Leandra English has returned to federal court, this time seeking a preliminary injunction so she can head the Consumer Finance Protection Bureau [CFPB].

Although her lawyer may be correct in claiming that “Ms. English has a clear legal entitlement to the position of Acting Director of the CFPB,” her request may be denied because she is seeking extraordinary equitable relief, says public interest law professor John Banzhaf.

While most reporting on the legal action has focused on which of the two so-called dueling federal statutes controls, the rules relating to the equitable relief she requested cannot be ignored.
A party may have a clear legal right as a matter of law but still be denied extraordinary relief in the form of a preliminary injunction or similar court order if granting such a request is inconsistent with various maxims governing equitable relief, notes Banzhaf, who teaches this area of law.

While English may have the stronger legal argument because a specific statute such as Dodd-Frank usually takes preference over a general one such as the Vacancies Act, and there is some legislative history which may support her position, a court must still decide whether issuing a preliminary injunction would be consistent with various equitable maxims.

One maxim, for example, provides that “equity does not require an idle gesture.”

A recent U.S. Court of Appeals ruling, which struck down the statutory requirement that the CFPB director could be removed by the President only for cause such as “inefficiency, neglect of duty or malfeasance,” means that, like many other agency heads, the CFPB head serves at the will of the President, and can be removed from his position at any time and without any reason.

If a director appointed by the President and confirmed by the Senate can be removed by Trump at any time, it would seem that any acting director, not appointed by the President nor confirmed by the Senate, can likewise be removed.

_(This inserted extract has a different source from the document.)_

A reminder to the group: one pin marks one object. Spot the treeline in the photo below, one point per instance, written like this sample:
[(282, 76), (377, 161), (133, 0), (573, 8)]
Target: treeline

If so, issuing an injunction to permit English to assume control as director of the CFPB might seem like an idle gesture, since Trump can nullify the order simply by firing her.

Another maxim says that one who comes into equity must come with “clean hands,” or alternatively, that equity will not permit a party to profit by his own questionable conduct.

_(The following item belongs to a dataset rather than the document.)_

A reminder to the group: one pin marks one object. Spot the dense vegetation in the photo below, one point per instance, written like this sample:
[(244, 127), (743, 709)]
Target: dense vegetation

Thus former Director Richard Cordray’s unexpected decision to suddenly leave the agency earlier than anticipated, and to make this unusual appointment as he did, could well be viewed – although perfectly legal – as a ploy to frustrate or at least significantly delay Trump’s announced intention to make changes at the agency, and/or to embarrass the President. So if English’s claim does not arise from perfectly clean hands, and/or was done for questionable means, a court may likewise deny extraordinary relief.

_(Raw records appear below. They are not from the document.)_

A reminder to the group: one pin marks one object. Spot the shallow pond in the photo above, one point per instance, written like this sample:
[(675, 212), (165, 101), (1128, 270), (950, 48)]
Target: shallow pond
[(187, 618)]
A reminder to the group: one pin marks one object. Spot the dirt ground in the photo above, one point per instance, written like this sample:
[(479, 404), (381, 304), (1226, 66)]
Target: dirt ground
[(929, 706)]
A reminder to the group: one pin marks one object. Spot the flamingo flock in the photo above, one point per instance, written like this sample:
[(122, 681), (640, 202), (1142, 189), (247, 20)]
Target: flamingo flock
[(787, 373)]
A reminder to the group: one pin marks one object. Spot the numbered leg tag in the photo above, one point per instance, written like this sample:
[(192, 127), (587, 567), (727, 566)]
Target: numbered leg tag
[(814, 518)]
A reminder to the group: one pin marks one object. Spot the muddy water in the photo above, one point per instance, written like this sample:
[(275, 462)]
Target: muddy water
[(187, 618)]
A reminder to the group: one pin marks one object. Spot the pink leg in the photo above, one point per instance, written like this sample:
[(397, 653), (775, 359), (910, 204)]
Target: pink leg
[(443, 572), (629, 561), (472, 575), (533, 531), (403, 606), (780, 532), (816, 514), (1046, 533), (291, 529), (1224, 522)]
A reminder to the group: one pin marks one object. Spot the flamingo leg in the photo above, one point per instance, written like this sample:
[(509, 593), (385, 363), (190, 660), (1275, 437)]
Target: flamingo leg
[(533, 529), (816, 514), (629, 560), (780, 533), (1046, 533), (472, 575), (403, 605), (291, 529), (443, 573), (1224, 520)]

The court might also notice that English did not bring her legal action challenging Mulvaney’s right to hold the office under the very statutes designed for such a purpose [D.C. Code Ann. § 16-3501-03], perhaps in part because it limits when and by whom such challenges can be made, and also provides in most situations that any challenger provide as a precondition “security for costs.”

If the court decides that these conditions and restrictions should be applied here, it could likewise adversely affect English’s law suit, along with possible problems showing that she herself will suffer “irreparable injury,” a necessary requirement for any injunction relief.